While these global examples offer inspiration, it’s essential to recognize that each country’s energy landscape is unique. Pakistan must address several challenges in adopting solar solutions, including policy frameworks, financing mechanisms, and infrastructure development. Additionally, ensuring the proper maintenance and operation of solar systems is crucial to their long-term success. Solar panels in Pakistan are brought into the market are imported as modules or panels, or as CKD (Completely Knocked Down) units that need to be assembled locally. Currently, the government does not charge any duties or taxes on photovoltaic cells, whether they are imported as modules or panels. However, the government does charge GST on all other materials that are used to assemble the panels locally. This creates a disadvantage for local manufacturers or investors who want to set up assembly plants in Pakistan. They have to pay 11% more than the importers of fully built panels. This situation is unfair and discourages local production and investment in the solar industry. The government should take steps to create a level playing field for all players in the market. One way to do this is to remove the taxes from all parts and materials that are used to assemble the panels locally. This would make local assembly more competitive and attractive.

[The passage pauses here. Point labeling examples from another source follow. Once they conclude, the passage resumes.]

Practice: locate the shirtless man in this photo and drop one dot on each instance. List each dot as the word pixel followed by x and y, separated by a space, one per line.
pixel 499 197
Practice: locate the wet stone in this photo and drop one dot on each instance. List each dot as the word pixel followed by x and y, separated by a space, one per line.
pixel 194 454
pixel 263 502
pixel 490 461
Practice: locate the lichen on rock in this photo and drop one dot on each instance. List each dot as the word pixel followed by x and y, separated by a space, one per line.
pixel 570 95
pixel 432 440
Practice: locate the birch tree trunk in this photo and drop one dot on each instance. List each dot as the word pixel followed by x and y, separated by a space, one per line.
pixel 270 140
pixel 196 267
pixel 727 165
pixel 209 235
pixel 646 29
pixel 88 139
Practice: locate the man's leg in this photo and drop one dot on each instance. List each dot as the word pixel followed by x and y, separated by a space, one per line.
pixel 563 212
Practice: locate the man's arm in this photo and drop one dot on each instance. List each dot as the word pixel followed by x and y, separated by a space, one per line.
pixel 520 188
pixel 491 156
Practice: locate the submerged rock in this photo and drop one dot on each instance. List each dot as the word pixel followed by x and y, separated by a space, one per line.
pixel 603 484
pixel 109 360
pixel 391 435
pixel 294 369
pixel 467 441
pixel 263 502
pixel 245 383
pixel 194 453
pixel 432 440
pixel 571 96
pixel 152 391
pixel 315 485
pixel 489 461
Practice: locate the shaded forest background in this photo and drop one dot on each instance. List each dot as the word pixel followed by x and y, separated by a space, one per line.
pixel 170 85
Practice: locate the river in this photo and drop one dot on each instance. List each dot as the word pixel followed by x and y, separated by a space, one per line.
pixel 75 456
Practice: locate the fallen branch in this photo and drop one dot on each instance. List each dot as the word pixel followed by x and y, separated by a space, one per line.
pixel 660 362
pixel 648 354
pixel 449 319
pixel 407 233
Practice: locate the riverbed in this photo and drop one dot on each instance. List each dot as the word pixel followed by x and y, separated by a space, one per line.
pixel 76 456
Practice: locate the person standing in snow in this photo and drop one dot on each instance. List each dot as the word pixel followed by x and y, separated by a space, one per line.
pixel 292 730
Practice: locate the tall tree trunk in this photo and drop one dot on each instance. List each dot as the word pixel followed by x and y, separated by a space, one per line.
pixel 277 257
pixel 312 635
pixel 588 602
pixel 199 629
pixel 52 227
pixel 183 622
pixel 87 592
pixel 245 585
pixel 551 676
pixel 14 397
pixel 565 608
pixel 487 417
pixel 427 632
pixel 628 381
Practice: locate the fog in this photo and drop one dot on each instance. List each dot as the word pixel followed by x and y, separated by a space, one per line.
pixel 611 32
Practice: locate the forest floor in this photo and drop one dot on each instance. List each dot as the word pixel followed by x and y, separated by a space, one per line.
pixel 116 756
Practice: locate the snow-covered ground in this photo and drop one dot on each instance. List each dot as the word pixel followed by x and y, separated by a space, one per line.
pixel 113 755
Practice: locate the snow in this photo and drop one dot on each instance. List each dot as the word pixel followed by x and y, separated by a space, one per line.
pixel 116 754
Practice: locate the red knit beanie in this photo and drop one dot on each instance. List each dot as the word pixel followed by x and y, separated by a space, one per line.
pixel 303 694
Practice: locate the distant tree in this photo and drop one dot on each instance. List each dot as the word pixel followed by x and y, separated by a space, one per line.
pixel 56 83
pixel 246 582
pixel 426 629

In conclusion, Pakistan stands at a crossroads in its energy journey. The adoption of solar panels and related innovations from around the world can be a game-changer. By implementing PAYGO systems, expanding solar microgrids, and promoting solar irrigation pumps, Pakistan can transition to a cleaner and more sustainable energy future. Through strategic planning and collaboration, it can transform its empower its citizens and mitigate the impacts of climate change while reducing dependance on petroleum and gas in its energy mix.